In the Houston area, Harris County Elections Administrator’s Office spokeswoman Leah Shah said the parties notified the county of staffing shortages just three days before the election. She said it is possible voters could see one side of the room not used, while the other faces long lines.

Shah said the election materials were allocated at each polling location based on historical voter turnout data. There must be both a Republican and Democrat election judge at each polling location for both sides of the polling location to be open to voters.

HOUSTON — Absent poll workers and technical hiccups are causing isolated delays leading to some voters having to wait to cast their primary ballots in two major Texas cities.

In Houston Tuesday morning, some voters scrambled to find where to go after a Harris County website that directs voters to polling places went down for about 90 minutes. County elections spokesperson Nadia Hakim told the Houston Chronicle that an online list of polling places and a voter information phone line remained active during that time.

In Fort Worth, a handful of poll workers did not show up as scheduled, delaying the opening of some polling places in Tarrant County.

Tarrant County’s Elections Administrator Heider Garcia told WFAA-TV that the county was short 10 Democratic poll workers and two from the Republican side. He says the county was able to open all its polling places by 11 a.m.

AUSTIN, Texas — Polls are open in Texas for the nation’s first primary of the 2022 midterm elections.

Voters on Tuesday are picking nominees for governor, congressional seats and more. The results in Texas will offer an early test of former President Donald Trump’s continued strength in the GOP and whether Democrats can hold the line with Hispanic voters along the border.

It’s also the first election under new Texas voting restrictions that have resulted in thousands of rejected mail ballots.
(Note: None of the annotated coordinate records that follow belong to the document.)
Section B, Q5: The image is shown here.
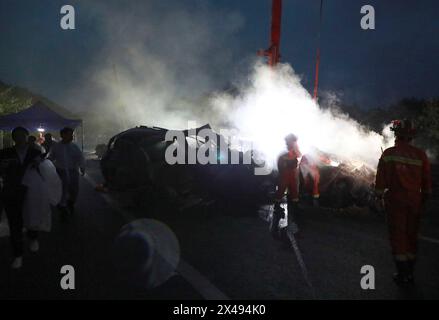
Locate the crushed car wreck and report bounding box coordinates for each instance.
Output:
[100,125,375,210]
[101,125,273,209]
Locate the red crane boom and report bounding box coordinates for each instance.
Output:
[258,0,282,67]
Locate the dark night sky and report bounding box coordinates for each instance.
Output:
[0,0,439,108]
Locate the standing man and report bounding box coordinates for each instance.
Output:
[42,133,55,153]
[48,127,85,214]
[0,127,41,269]
[270,133,302,235]
[375,120,431,285]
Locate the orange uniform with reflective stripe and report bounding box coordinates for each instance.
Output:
[275,143,302,201]
[375,141,431,255]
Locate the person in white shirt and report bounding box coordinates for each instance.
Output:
[48,127,85,214]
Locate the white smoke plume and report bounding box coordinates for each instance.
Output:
[213,63,389,167]
[72,0,396,166]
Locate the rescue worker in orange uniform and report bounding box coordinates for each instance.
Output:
[299,148,331,207]
[375,120,431,286]
[270,133,302,238]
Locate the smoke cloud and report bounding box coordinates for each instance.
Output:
[74,0,388,170]
[213,63,390,167]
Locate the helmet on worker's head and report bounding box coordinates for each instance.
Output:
[390,119,416,138]
[285,133,297,143]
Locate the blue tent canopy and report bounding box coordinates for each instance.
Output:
[0,101,82,132]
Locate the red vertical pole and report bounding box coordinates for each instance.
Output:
[314,0,323,101]
[269,0,282,66]
[314,48,320,101]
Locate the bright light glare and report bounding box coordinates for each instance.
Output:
[214,64,392,171]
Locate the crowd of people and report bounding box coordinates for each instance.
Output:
[0,127,85,269]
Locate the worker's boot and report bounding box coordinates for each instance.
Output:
[407,259,416,284]
[393,260,412,287]
[287,200,298,224]
[270,202,285,239]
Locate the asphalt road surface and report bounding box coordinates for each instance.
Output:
[0,160,439,299]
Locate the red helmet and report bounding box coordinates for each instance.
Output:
[390,119,416,138]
Texas is among at least 18 states that will hold elections this year under tougher rules, some of which were driven by Trump’s false claims of widespread fraud in 2020.

The biggest races include Republican Texas Attorney General Ken Paxton trying to keep his job while under the cloud of an FBI investigation. His challengers include George P. Bush, the Texas land commissioner and last member of his famous family who is still in office.

Republican Gov. Greg Abbott has spent months looking past the primary and campaigning against Democrat Beto O’Rourke, the former presidential candidate who is in line to lock up his party’s nomination for governor.